Allah’ım, sana şükürler olsun! “İmanın şartlarından biri” olan “Ahiret” inancı, inanıra büyük güven verir ve inanır, öldükten sonra cennete gideceği, kendisine ödül olarak sunulan hurilerle ya da gılmanlarla sınırsız ilişkiye gireceği, “öte dünya”ya özgü olan şaraplardan içeceği, eşi-emsali görülmemiş türlü yemeklerle besleneceği, hiçbir kötülüğün ve sapkınlığın olmayacağı ve bunun sonsuz olacağı düşüncesi ile yaşar.
Faşist ve gerici burjuva egemenler geçmişten gelen bu safsatayı günümüzde de oldukça üst düzeyde kullanmakta, bu insanların bu dünya “nimetlerine” umursamazlığını sağlamakta ve o umursanmayan bu “dünya nimetlerine” el koyarak servetlerine servet katmaktadırlar. Dahası, bununla da kalmayarak gerek yerel, gerek bölgesel (ulusal) ve gerekse uluslar arası savaşlar çıkarmakta veya farklı nedenlerle çıkan savaşlarda bunu öne sürerek var olan sınıf savaşımlarını ya da kendi içlerindeki it dalaşlarını “din savaşı” gibi göstermekte, böylece de servetlerine servet katmaktadırlar.
Yine “İmanın şartlarından biri” olan “Hayır ve şerrin Allah’tan geldiğine” inanmak da olduğu halde, inanır, bu ikili karakterdeki inancın birincisini Allah’a mal ederken ikincisini kendisine mal etmekte ve fakat böylece de “yarım imanlı” durumuna düşmektedir ama bunu inanırın ya da inanırların görmesi olanaksızdır.

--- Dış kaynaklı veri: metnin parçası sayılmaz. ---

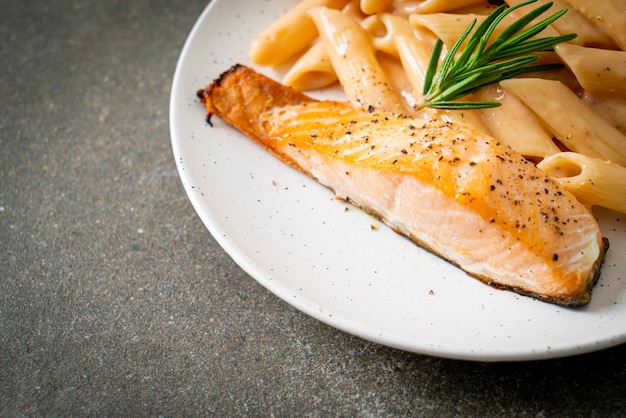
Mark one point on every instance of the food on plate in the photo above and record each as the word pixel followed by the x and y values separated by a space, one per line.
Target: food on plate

Dinsel anlayışta “Hayır” iyilik, “Şer” ise kötülüktür; inanır, bir başarı elde ettiği zaman “Allah’ım sana şükürler olsun!” derken, başarısızlık veya gerçekleştirdiği bir kötülük durumunda Allah’a kahretmemesi ilginç bir çelişkidir, oysa nasıl ki “hayır” Allah’tan geliyorsa, “şer” de “Allah’tan” gelmektedir. Gerek dinler ve gerekse din baronları bizlere öyle bir tablo çiziyor ki, sanki Allah her bir yana iyilik ve güzellik dağıtıyor ama biz insanlar adeta “Allah’a inat” olumsuzluklar peşindeyiz!